The Dungeons & Dragons Club has become a pillar of social involvement at Lake Washington Girls Middle, and even students who aren't in the class are asking for updates on how the adventures are going.  And after he began posting photos and updates on his Twitter feed Schoonover and his students are now actively followed by fans around the world: young people but also teachers who have been inspired by this fresh approach to education.

'Cuz it's not just about the game itself.  Schoonover is using it to teach concepts like math (calculating the volume of a room before confronting that weird mist within) and ecology and political science, as well as social interaction skills.  The girls are compelled to tap into their knowledge and find ways to apply them to "real world" (kinda) problems.  Eschewing the standard modifier tables and instead uses algebra to solve dice rolls, "inspiration points" are rewarded for success.  Stuff like that is what merited a visit from some of the game's designers at Wizards Of The Coast.  Forget the gold pieces ladies: you and your teacher have scored a mound of platinum  These are girls who would probably conquer "Tomb Of Horrors" on their first try.  Formidable indeed!

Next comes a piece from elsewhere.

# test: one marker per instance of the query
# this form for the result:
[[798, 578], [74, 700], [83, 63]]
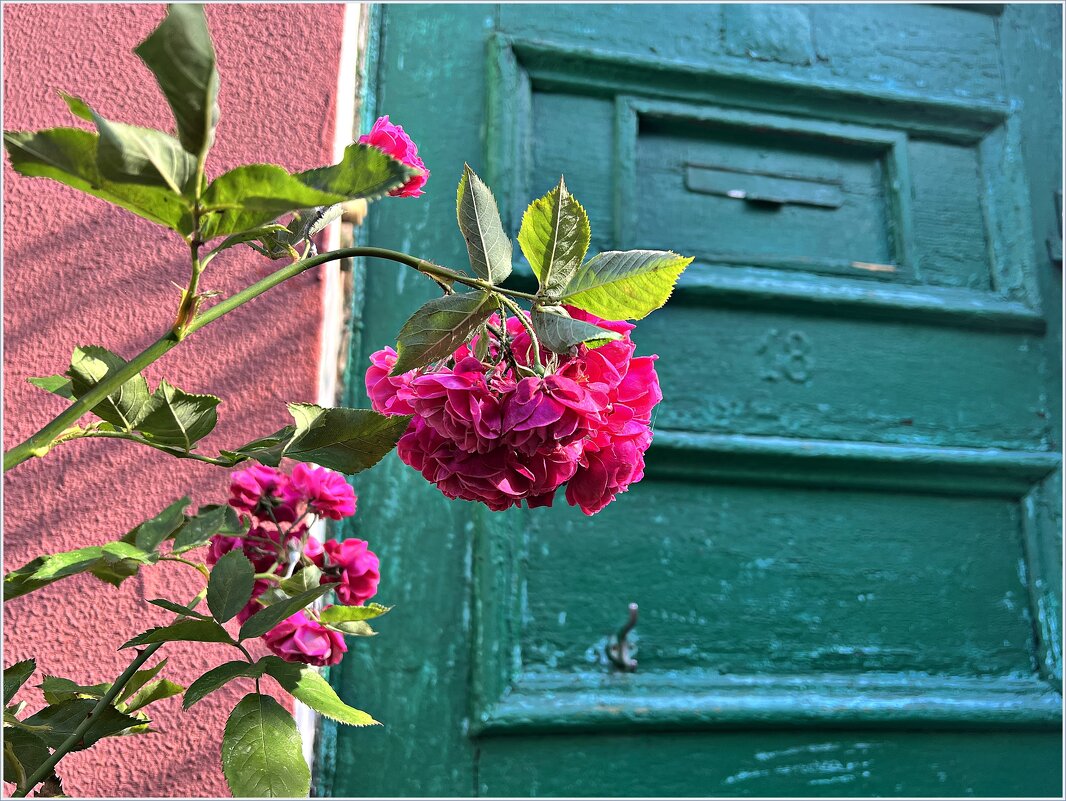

Geek & Sundry has a TERRIFIC article about the adventures at Lake Washington Girls Middle School.  Here's hoping that it will lead to even more students and teachers beginning their own Dungeons & Dragons clubs.  One of the biggest obstacles that educators face in American public schools especially is "teaching a test" instead of teaching the material for its own sake and to encourage critical thinking skills.  Schoonover and his crew have found a way to overcome that obstacle... and how perfectly fitting that they have!  One suggestion though: Mr E and his girls should begin an official blog or a Facebook group about their campaigns.  And use it to reach an even wider audience.  Not just that but the students can chronicle their exploits with art, maps etc.  So there would be even more skills being nurtured: drawing and painting, cartography, and online publishing practices and ethics.  Anyhoo, just an idea.

Speaking of this game, a few weeks ago I posted about my own first time playing Dungeons & Dragons.  And how that had been such an enjoyable and creative experience.  Don't know why I did it at the time but months before Tammy the Pup (my miniature dachshund) and I set out across America (two years ago!) I bought a copy of the Fifth Edition Dungeons & Dragons Player's Handbook.  Maybe it was divine Providence telling me that it would be needed eventually?  Anyhoo, the core guide is in my possession and as you can see in the photo I've a set of those weird dice.  Since it looks that I'll be getting settled now in [location redacted] I'm gonna find or try to start a group here.  My therapist has strongly suggested that it may help with my bipolar disorder and how often it erects blocks in my writing.  That might deserve keeping a chronicle of for its own sake, researcher and reporter that I try to be.

Gary Gygax, wherever ye be, we raise a flagon of mead high in your honor.  You have awarded a boon to young people and may they forever journey far with it!